The full format of the attribute text notation is:

visibility name : type multiplicity = default {property-string}

Also, the UML allows any other programming language syntax to be used for the attribute declaration, as long as the reader or tool are notified.

As indicated in Figure 16.1, visibility marks include + (public), - (private), and so forth.

Guideline: Attributes are usually assumed private if no visibility is given.

Notice in Figure 16.3 that this attribute-as-association line has the following style:

  • a navigability arrow pointing from the source (Register) to target (Sale) object, indicating a Register object has an attribute of one Sale
  • a multiplicity at the target end, but not the source end
    • use the multiplicity notation
  • a rolename (currentSale) only at the target end to show the attribute name
  • no association name

Guideline: When showing attributes-as-associations, follow this style in DCDs, which is suggested by the UML specification. It is true that the UML metamodel also allows multiplicity and rolenames at the source end (e.g., the Register end in Figure 16.3), and also an association name, but they are not usually useful in the context of a DCD.

Guideline: On the other hand, when using class diagrams for a domain model do show association names but avoid navigation arrows, as a domain model is not a software perspective. See Figure 16.4.

Figure 16.4 Idioms in association notation usage in different perspectives.

Note that this is not a new kind of association notation. It’s the same UML notation for associations explored while applying class diagrams to domain modeling. This is an elaboration of the notation for use in the context of a software perspective DCD.

Guideline: When to Use Attribute Text versus Association Lines for Attributes?

This question was first explored in the context of domain modeling. To review, a data type refers to objects for which unique identity is not important.
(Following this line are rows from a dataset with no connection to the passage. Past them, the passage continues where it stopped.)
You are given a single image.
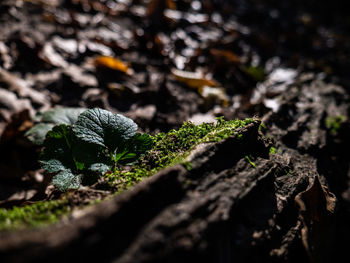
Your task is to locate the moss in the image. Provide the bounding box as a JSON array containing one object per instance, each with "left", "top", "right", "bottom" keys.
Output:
[
  {"left": 0, "top": 200, "right": 70, "bottom": 230},
  {"left": 245, "top": 155, "right": 256, "bottom": 168},
  {"left": 105, "top": 117, "right": 256, "bottom": 191},
  {"left": 324, "top": 115, "right": 346, "bottom": 135}
]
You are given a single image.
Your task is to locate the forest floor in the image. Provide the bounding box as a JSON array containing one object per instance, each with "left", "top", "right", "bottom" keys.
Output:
[{"left": 0, "top": 0, "right": 350, "bottom": 262}]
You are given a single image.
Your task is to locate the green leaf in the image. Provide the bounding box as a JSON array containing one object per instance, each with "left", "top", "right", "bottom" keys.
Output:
[
  {"left": 88, "top": 163, "right": 111, "bottom": 175},
  {"left": 25, "top": 108, "right": 86, "bottom": 145},
  {"left": 52, "top": 169, "right": 81, "bottom": 192},
  {"left": 73, "top": 109, "right": 137, "bottom": 152},
  {"left": 24, "top": 123, "right": 55, "bottom": 145}
]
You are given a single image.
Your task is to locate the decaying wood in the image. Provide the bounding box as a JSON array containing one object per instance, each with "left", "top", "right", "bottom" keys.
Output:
[{"left": 0, "top": 81, "right": 348, "bottom": 263}]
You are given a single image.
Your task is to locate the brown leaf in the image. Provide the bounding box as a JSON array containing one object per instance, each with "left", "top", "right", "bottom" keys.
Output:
[{"left": 295, "top": 176, "right": 337, "bottom": 262}]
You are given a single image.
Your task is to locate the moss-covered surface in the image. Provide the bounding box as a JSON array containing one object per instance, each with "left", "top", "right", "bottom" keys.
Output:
[
  {"left": 324, "top": 115, "right": 346, "bottom": 134},
  {"left": 0, "top": 199, "right": 71, "bottom": 230},
  {"left": 105, "top": 118, "right": 255, "bottom": 192},
  {"left": 0, "top": 118, "right": 255, "bottom": 230}
]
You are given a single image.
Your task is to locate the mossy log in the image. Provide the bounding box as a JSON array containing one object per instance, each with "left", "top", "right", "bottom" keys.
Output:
[{"left": 0, "top": 81, "right": 349, "bottom": 263}]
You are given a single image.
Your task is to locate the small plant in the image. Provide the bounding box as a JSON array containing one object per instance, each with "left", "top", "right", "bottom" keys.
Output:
[
  {"left": 324, "top": 115, "right": 346, "bottom": 135},
  {"left": 40, "top": 109, "right": 152, "bottom": 191}
]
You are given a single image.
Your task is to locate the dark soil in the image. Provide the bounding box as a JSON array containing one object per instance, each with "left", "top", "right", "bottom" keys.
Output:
[{"left": 0, "top": 0, "right": 350, "bottom": 262}]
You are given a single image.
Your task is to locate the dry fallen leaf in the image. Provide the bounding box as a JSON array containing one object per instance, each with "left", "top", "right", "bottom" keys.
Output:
[
  {"left": 171, "top": 69, "right": 220, "bottom": 89},
  {"left": 295, "top": 176, "right": 337, "bottom": 262},
  {"left": 94, "top": 56, "right": 133, "bottom": 75}
]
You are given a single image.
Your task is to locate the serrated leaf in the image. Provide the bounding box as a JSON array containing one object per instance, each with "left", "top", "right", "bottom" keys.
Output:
[
  {"left": 117, "top": 133, "right": 153, "bottom": 164},
  {"left": 73, "top": 109, "right": 137, "bottom": 152},
  {"left": 25, "top": 108, "right": 86, "bottom": 145},
  {"left": 88, "top": 163, "right": 111, "bottom": 175},
  {"left": 24, "top": 123, "right": 55, "bottom": 145},
  {"left": 52, "top": 169, "right": 81, "bottom": 192}
]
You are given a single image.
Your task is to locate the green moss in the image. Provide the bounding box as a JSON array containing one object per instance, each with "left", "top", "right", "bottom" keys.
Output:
[
  {"left": 0, "top": 200, "right": 70, "bottom": 230},
  {"left": 245, "top": 155, "right": 256, "bottom": 168},
  {"left": 324, "top": 115, "right": 346, "bottom": 134},
  {"left": 105, "top": 117, "right": 256, "bottom": 191}
]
Common data types are primitive-oriented types such as:

  • Boolean, Date (or DateTime), Number, Character, String (Text), Time, Address, Color, Geometrics (Point, Rectangle), Phone Number, Social Security Number, Universal Product Code (UPC), SKU, ZIP or postal codes, enumerated types

Guideline: Use the attribute text notation for data type objects and the association line notation for others. Both are semantically equal, but showing an association line to another class box in the diagram (as in Figure 16.3) gives visual emphasis—it catches the eye, emphasizing the connection between the class of objects on the diagram. See Figure 16.5 for contrasting examples.

Figure 16.5 Applying the guidelines to show attributes in two notations.
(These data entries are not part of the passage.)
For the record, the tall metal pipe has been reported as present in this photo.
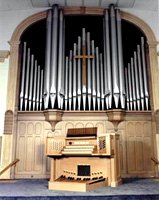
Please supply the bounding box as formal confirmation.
[20,42,27,110]
[61,18,65,109]
[141,37,149,110]
[25,48,30,110]
[50,5,58,108]
[40,70,44,110]
[100,53,104,110]
[33,60,38,110]
[57,10,64,108]
[77,36,82,110]
[68,50,73,110]
[125,68,130,110]
[29,55,34,110]
[116,9,125,109]
[91,40,97,110]
[96,47,101,110]
[103,11,109,109]
[44,10,52,109]
[134,51,140,110]
[110,4,119,108]
[72,43,77,110]
[131,58,136,110]
[36,65,41,110]
[128,63,133,110]
[137,45,144,110]
[64,56,69,110]
[87,32,92,110]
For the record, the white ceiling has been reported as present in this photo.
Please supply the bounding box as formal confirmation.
[0,0,158,11]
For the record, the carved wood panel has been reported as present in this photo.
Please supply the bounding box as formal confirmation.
[15,121,50,178]
[125,121,154,175]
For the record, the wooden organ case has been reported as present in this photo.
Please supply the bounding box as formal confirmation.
[46,127,121,192]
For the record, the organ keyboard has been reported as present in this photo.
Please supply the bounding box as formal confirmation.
[46,127,121,191]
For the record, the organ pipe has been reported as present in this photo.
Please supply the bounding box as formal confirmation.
[57,10,64,108]
[77,36,82,110]
[36,65,40,110]
[137,45,144,110]
[128,63,133,110]
[73,43,77,110]
[91,40,97,110]
[20,42,27,110]
[25,48,30,110]
[96,47,100,110]
[125,68,130,110]
[33,60,38,110]
[141,37,149,110]
[100,53,104,110]
[39,70,44,110]
[130,58,136,110]
[50,5,58,108]
[110,5,119,108]
[44,10,52,109]
[64,57,69,110]
[134,51,140,110]
[104,11,112,108]
[116,9,125,108]
[29,55,34,110]
[87,32,92,110]
[68,50,72,110]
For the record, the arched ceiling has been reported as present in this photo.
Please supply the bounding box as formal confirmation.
[0,0,158,11]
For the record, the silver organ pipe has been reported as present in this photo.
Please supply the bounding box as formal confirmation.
[82,28,86,110]
[72,43,77,110]
[57,10,64,108]
[91,40,97,110]
[68,50,73,110]
[44,10,52,109]
[20,42,27,110]
[137,45,144,110]
[25,48,30,110]
[40,70,44,110]
[50,5,58,109]
[61,18,65,109]
[87,32,92,110]
[110,5,119,108]
[77,36,82,110]
[33,60,38,110]
[96,47,100,110]
[19,5,149,110]
[141,37,149,110]
[104,10,112,108]
[125,68,130,110]
[116,9,125,109]
[128,63,133,110]
[36,65,40,110]
[29,55,34,110]
[100,53,104,110]
[134,51,140,110]
[64,57,69,110]
[130,58,136,110]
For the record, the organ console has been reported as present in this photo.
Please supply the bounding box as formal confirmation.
[46,127,121,192]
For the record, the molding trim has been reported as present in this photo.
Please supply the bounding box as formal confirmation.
[0,50,9,63]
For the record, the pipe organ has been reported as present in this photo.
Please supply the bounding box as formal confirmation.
[19,5,150,110]
[19,42,43,111]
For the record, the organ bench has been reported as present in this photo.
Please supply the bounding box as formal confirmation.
[46,127,121,192]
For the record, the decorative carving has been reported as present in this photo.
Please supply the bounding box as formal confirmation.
[0,50,9,62]
[4,110,13,135]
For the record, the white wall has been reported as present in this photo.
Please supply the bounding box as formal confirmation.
[0,9,47,50]
[0,8,159,134]
[0,58,9,136]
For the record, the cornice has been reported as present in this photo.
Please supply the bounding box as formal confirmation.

Again, these different styles exist only in the UML surface notation; in code, they boil down to the same thing—the Register class of Figure 16.5 has three attributes. For example, in Java:

public class Register
{
private int id;
private Sale currentSale;
private Store location;
// …
}

The UML Notation for an Association End

As discussed, the end of an association can have a navigability arrow. It can also include an optional rolename (officially, an association end name) to indicate the attribute name. And of course, the association end may also show a multiplicity value such as ‘*’ or ‘0..1’. Notice in Figure 16.3 that the rolename currentSale is used to indicate the attribute name.

And as shown in Figure 16.6, a property string such as {ordered} or {ordered, List} is possible. {ordered} is a UML-defined keyword that implies the elements of the collection are (the suspense builds…) ordered. Another related keyword is {unique}, implying a set of unique elements.
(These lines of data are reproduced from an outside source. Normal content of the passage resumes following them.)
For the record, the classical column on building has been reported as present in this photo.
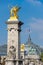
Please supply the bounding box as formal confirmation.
[5,7,23,65]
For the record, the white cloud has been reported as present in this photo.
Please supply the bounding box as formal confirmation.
[30,17,43,40]
[27,0,42,5]
[30,18,43,32]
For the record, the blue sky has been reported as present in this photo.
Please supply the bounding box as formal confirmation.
[0,0,43,46]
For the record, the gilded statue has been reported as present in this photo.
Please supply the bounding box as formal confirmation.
[10,6,21,19]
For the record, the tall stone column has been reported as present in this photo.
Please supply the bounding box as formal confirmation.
[5,7,23,65]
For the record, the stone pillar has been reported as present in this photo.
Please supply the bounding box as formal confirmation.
[5,21,23,65]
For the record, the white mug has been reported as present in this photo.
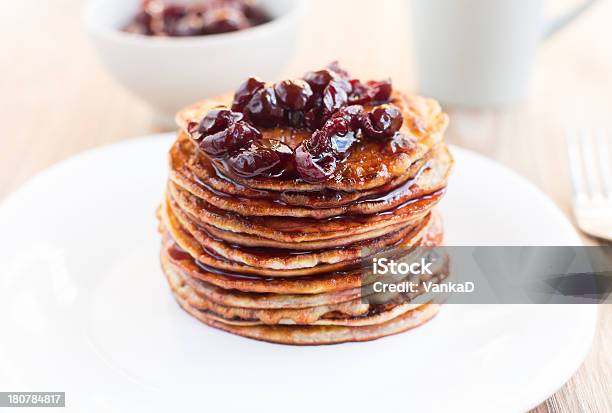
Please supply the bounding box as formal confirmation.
[412,0,596,106]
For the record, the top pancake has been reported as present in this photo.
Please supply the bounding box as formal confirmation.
[176,92,448,192]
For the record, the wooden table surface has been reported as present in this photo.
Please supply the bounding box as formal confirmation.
[0,0,612,412]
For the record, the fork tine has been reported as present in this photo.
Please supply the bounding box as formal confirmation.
[595,130,612,197]
[565,130,586,199]
[580,131,603,197]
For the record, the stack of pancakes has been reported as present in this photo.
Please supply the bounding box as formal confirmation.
[159,93,453,345]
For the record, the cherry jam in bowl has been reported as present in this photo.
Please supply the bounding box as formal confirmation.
[84,0,306,127]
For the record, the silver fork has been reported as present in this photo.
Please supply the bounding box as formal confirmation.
[565,130,612,240]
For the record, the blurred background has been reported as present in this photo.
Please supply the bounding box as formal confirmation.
[0,0,612,411]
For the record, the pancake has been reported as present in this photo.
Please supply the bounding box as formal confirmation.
[160,209,443,292]
[166,196,423,270]
[175,296,440,345]
[161,197,431,277]
[158,65,454,345]
[168,182,444,245]
[176,92,448,192]
[170,139,453,219]
[169,132,439,208]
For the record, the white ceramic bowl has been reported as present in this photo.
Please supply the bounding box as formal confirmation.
[84,0,305,122]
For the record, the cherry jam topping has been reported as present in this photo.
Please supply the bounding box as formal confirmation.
[187,62,403,182]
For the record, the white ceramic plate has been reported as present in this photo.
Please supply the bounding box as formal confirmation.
[0,136,596,412]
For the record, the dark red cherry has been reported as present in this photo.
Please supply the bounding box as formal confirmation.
[232,77,266,112]
[304,106,323,131]
[304,69,337,93]
[349,79,393,105]
[328,105,363,129]
[227,142,281,178]
[323,80,350,117]
[274,79,313,110]
[295,142,336,182]
[362,104,404,139]
[194,107,243,139]
[200,121,261,157]
[284,110,306,128]
[202,7,250,34]
[259,139,295,176]
[245,87,284,128]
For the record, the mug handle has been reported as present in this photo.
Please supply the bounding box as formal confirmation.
[543,0,597,39]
The keyword {List} illustrates that the UML also supports user-defined keywords. I define {List} to mean the collection attribute lineItems will be implemented with an object implementing the List interface.

How to Show Collection Attributes with Attribute Text and Association Lines?

Suppose that a Sale software object holds a List (an interface for a kind of collection) of many SalesLineItem objects. For example, in Java:

public class Sale
{
private List<SalesLineItem> lineItems = 
			new ArrayList<SalesLineItem>();
// …
}

Figure 16.6 shows two ways to illustrate a collection attribute in class diagrams.

Figure 16.6 Two ways to show a collection attribute in the UML.

Notice also the optional use of property strings such as {ordered}.